Here was an easy explanation. Dolgoruky was conspicuous among Mentchikof’s opponents; he was one of the older noblemen, and was no doubt jealous of the increasing influence of the favorite, probably feeling that he had a better claim to the czar’s confidence and affection. Moreover, there was another motive for the opposition; there was much sympathy felt for the exiled czarina and her son, the czarevitch, which would imbitter the faction against Catherine Shavronsky. She was the candidate of Mentchikof, and he was secretly accused of having intrigued to depose Eudoxia; the czarina herself had openly reproached him with exercising a bad influence over the czar, and it was thought that he was unfriendly to the Czarevitch Alexis. There could be no doubt that a man like Alexander Mentchikof would bitterly resent Eudoxia’s reproaches, and it was natural that he should have no friendship for her son. The opposing faction, therefore, saw a double danger in his intrigues; if he could establish Catherine upon the throne, her children might succeed instead of Alexis; and all the old party, hating Peter’s reforms, were rallying around the son of Eudoxia, who was herself a type of the uneducated, bigoted women of the old Moscovite Court.

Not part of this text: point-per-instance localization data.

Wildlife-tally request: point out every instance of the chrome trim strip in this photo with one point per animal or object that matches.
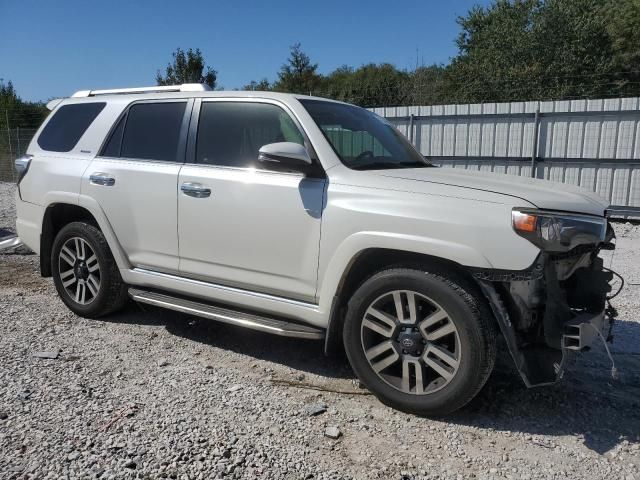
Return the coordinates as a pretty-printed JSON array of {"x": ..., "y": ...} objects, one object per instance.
[
  {"x": 225, "y": 288},
  {"x": 9, "y": 242},
  {"x": 246, "y": 320}
]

Better that the czar should wed one of their own partisans than be swayed by a mistress of Mentchikof’s selection! Zotof was one of themselves, and I had no doubt that the faction was behind him in his desire to marry his niece to Peter, in which case mademoiselle would be the object of constant intrigue. They probably supposed that they could control the “Prince Pope” and insure the succession of Alexis, in precedence of any children that might be born of a union between the czar and Najine. And her selection would be less of an insult to Eudoxia than the elevation of Mentchikof’s creature. All these things increased the difficulties of the situation, and I was convinced that Prince Dolgoruky, fearing the miscarriage of his schemes, had set a watch upon mademoiselle and her French lover, and the suspicion of the French that was prevalent at Moscow increased the peril for M. de Lambert. A glance at Pierrot’s face satisfied me that he, too, comprehended the situation; he was a shrewd fox, and grasped it as quickly as I did.
“Warn Touchet,” I said to him significantly; “he does not understand the language, but he has a quick eye and a good sword arm.”

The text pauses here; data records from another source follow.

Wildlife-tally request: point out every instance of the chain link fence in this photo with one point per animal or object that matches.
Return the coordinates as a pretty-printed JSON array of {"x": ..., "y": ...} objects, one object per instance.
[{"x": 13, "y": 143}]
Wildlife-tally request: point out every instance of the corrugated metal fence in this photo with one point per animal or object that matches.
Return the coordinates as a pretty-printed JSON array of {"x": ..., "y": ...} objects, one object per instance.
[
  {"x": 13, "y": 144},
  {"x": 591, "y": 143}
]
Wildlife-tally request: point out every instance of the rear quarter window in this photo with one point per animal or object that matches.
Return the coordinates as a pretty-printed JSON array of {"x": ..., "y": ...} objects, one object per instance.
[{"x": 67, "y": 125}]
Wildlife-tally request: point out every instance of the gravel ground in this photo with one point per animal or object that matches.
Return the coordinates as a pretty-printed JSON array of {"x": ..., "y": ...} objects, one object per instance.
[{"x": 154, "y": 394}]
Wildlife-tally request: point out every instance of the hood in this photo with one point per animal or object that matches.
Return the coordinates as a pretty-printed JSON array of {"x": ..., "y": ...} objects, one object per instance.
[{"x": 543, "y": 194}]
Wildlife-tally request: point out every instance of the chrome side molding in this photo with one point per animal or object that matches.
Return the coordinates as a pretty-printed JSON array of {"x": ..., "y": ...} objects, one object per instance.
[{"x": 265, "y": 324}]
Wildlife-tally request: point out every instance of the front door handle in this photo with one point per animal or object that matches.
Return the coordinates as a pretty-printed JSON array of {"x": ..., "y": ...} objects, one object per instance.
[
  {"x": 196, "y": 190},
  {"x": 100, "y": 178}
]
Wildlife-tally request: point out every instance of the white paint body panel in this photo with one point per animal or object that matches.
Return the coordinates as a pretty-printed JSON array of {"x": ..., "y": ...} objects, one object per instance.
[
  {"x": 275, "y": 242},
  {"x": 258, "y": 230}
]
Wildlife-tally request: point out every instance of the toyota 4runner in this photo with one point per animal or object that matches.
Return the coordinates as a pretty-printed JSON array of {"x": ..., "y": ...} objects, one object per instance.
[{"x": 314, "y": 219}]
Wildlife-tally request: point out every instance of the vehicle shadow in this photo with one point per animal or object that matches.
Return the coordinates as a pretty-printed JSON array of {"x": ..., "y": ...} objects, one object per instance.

“I understand, M. le Vicomte,” Pierrot replied stolidly, and we walked on across the square.
I was not startled, indeed not even surprised, when a few moments later I encountered Prince Dolgoruky himself. He came out of the refectory of the Miracle Monastery, accompanied only by one of the court dwarfs, and, seeing me, stopped to await my approach. Personally, I liked the prince, although he was a somewhat pompous man, and probably opposed to every scheme I had on foot. Greeting me pleasantly, he walked with me towards the Gate of the Redeemer. Whatever his thoughts were, he turned the conversation at once on politics. Not all the Russians felt confidence in the Saxon alliance; they knew that the War of the Spanish Succession would involve the interests of King Augustus, who was the creature of Austria and they already saw Russia deserted by her allies, and attacked by Sweden on the north and Turkey on the south. Denmark had been disposed of, and the wiser statesmen never trusted Augustus the Dissembler, and their doubts were amply justified by the trick he played Russia at the Peace of Altranstädt. Dolgoruky in his talk with me showed his contempt for the Polish-Saxon intrigue.

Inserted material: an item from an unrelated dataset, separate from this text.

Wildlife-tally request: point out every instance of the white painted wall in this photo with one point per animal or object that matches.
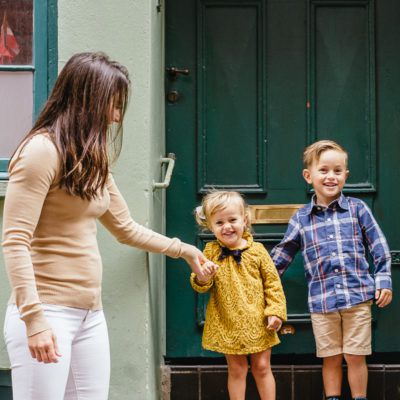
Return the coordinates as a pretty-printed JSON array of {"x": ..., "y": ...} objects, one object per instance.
[{"x": 131, "y": 32}]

“What we want,” he said frankly, “is an advantageous peace with Sweden. We must have the Neva and St. Petersburg, but for my own part I am weary of his Majesty of Poland. In the end he will make a peace with Charles XII. that will suit him and will not suit the czar. He would rather lose two Polands than two feet of his native Saxony.”
The event proved the truth of the prince’s assertion, but I was not prepared to commit myself on the subject.
“Poland seems to me the most unfortunate,” I said, smiling, “since she must support the war and see her territory parcelled out by the conquerors.”
“Poland should be ours,” Dolgoruky replied decisively; “it is too much a part of Russia to be torn to pieces by Augustus and that madman of Sweden.”
“Charles XII.,” I said quietly; “a brilliant young hero.”